The troll is one of a series of illustrations I am going to work on—portraits of toys that terrified me as a child… breathing alittle life into their scariness. I finished a Barbie and have a few more Barbies to do…as I am stunned by the big lips, and the alien eyes that these oddly shaped iconic dolls portray.

frosty

Winter on Cayuga, 2012, Q. Cassetti, Adobe Illustrator.Wintery mix. The weather got so nice and warm this weekend, it was doors open, with Rob chipping away all the left over ice in prep for the next go round. It is white and magical this morning, with a slow fall, falling quietly albeit not too oppresively. Alex is itching to work, and I need to figure out how to get him occupied for a significant amount of time so it isnt this little thing and that little thing. I have projects to do, and with the littleinterruptions all day, it can make things a bit unwieldy and though productive for him, not so for me.

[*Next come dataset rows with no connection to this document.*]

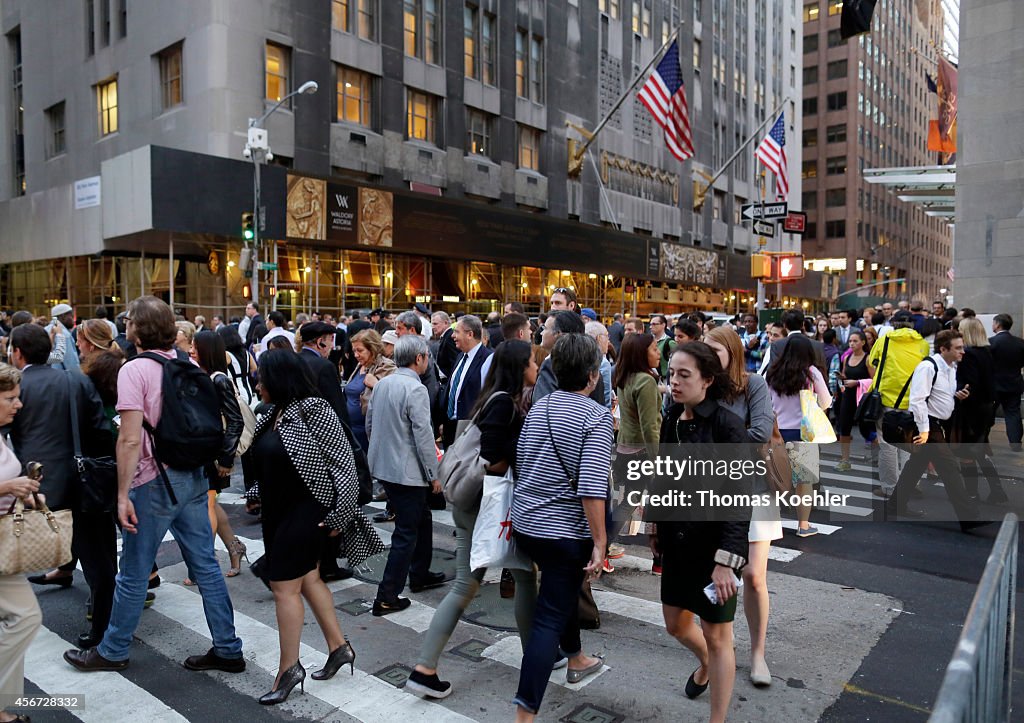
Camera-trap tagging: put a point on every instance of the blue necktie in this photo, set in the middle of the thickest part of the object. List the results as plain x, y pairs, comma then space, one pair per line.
454, 391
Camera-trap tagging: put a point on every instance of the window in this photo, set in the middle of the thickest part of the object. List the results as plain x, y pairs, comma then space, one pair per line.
354, 96
529, 149
836, 166
836, 229
422, 30
339, 15
422, 117
836, 134
170, 77
836, 197
837, 101
107, 99
55, 127
477, 132
278, 71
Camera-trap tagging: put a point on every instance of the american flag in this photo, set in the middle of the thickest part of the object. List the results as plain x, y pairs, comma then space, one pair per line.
771, 152
665, 96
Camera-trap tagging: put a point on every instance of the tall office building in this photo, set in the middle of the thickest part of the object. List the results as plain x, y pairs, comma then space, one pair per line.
431, 165
866, 104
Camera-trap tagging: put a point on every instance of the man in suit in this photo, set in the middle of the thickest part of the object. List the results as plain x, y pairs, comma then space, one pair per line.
446, 353
1008, 353
465, 381
793, 320
398, 420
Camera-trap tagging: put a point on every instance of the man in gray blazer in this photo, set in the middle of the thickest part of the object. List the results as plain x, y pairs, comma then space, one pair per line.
402, 458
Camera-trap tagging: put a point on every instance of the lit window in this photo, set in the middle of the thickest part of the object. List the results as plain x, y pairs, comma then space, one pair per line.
354, 96
529, 149
278, 61
107, 97
170, 77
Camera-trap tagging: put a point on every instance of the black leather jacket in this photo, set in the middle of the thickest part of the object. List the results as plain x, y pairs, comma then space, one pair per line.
233, 423
712, 423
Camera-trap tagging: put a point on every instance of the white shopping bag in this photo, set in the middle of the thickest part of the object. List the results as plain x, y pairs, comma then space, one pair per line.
493, 542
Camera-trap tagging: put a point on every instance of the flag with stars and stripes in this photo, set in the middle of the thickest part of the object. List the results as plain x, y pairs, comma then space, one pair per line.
665, 96
771, 153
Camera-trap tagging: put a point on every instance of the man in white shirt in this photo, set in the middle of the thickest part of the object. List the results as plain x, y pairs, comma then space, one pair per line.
933, 394
275, 326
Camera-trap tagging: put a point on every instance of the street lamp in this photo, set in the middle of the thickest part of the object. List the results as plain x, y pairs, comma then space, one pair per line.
257, 150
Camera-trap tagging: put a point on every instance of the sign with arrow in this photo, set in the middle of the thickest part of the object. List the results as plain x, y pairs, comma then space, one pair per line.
755, 211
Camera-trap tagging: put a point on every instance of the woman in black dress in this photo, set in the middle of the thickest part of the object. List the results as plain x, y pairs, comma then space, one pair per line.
697, 553
306, 480
853, 368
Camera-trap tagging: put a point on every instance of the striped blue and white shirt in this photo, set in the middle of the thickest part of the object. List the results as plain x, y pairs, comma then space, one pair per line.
544, 504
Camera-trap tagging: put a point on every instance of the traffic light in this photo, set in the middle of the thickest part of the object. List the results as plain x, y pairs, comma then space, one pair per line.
787, 266
248, 229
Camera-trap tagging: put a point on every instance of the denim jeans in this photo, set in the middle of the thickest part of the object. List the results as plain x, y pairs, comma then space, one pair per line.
556, 622
466, 585
189, 523
412, 543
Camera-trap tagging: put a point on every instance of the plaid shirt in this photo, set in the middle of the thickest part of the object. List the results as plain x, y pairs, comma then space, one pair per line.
754, 356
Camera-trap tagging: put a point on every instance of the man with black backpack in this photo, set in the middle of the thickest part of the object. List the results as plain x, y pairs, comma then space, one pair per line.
170, 428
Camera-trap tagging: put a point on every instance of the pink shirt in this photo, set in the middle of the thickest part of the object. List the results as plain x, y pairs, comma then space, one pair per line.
786, 408
140, 388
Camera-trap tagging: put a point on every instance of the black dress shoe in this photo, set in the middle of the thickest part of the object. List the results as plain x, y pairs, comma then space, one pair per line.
212, 662
64, 581
433, 580
382, 608
90, 661
339, 573
85, 641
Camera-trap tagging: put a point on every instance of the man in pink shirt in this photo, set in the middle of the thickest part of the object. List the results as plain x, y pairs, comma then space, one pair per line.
147, 509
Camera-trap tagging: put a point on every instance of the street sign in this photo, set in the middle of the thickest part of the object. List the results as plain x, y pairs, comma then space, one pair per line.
795, 222
754, 211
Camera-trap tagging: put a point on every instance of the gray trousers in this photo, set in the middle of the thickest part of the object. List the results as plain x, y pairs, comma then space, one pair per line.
466, 585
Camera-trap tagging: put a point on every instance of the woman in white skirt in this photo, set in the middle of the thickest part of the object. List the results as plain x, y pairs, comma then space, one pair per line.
753, 403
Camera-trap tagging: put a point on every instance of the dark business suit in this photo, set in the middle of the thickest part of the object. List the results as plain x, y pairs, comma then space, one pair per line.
1008, 356
468, 389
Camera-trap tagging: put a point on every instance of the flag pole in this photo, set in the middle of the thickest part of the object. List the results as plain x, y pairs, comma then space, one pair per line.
698, 201
578, 155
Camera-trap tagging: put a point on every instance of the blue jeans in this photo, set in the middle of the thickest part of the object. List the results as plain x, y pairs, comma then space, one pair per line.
412, 543
556, 620
189, 523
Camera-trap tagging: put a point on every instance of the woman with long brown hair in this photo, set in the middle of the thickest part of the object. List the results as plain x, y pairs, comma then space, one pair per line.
751, 401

I got some bad printing back (first time ever) from an online source who has an email customers service thing…and I am anxious as the job is def needing to be reprinted and it is their problem… I think I am going to send another email with a photo of the job attached….so that the question of fault goes out the window. It is a time sensitive thing, so I need to get them rolling and I do not want to take a hit to reprint a job that I am doing as a courtesy for a friend. Quel Drag.

The winter bunny is an exploration of the color palette for a local college who has gold and blue as their exclusives, which I have pushed to a rainbow of tints, with beige. I was monkeying around with it for a legit picture, and figured I would salvage some of the parts and make my own picture just for kicks. They also are looking for another approach which dawned on me could be a photographic collage which skirts the color issues (no guidance on photography) yet, gives me some leeway with imagery and the mooshing of all sorts of ideas. So, I did one for kicks yesterday in addition to the vector image just to see what their response would be. These images may be “grandmother tested” when the kids come back to school to see what they respond/react to, and then move accordingly. Collage is a whole world of opportunity we have not really even explored! How exciting! Equally time consuming but in a different, more humorous way.

 

Citric Acid

Citric Acid, Q. Cassetti 2012, Adobe IllustratorHave been full bore on work and trying to slip in an illustration  or two just to keep the advent buzz going. A local college contacted me for an illustration for their summer program (which formerly they have mined my existing images that we would change out to suit their needs). But now that they have a new branding program which is fairly constricting, with a very intense, very quiet palette which they are firm on…I figured this was a good challenge to create within these bounds to see what could happen. Interestingly, the more limits I iput on myself with the color, the better the illo got (using basicallly two colors and the myriad of screened color). I hope it is something we can go with. I am intrigued to see where this can go combined with the trippy brushes, objects, and animals.

Alex is helping me with cards for Valentines Day. We are cranking them out from my printer and my accucut die cutter. We have about 10 different designs for sale at Sundrees along with some pins, some pendants and some little collections of tiny food that can be purchased in a nice tin box. We also have a cute Bakery Case (mini) to show the cake and cupcake pins, and some little unfinished/raw pine tables for sale to go with the little food for Valentines Day. I am focused on this as I am delighted that we made a bit of money out of one venue in December, and hope to see where this can go as the possibility of going to the stationery show in NYC and selling cards is not an impossibility. Consider that I have well over 40 images from the current Advent Calendar, why shouldnt I take advantage of that income stream.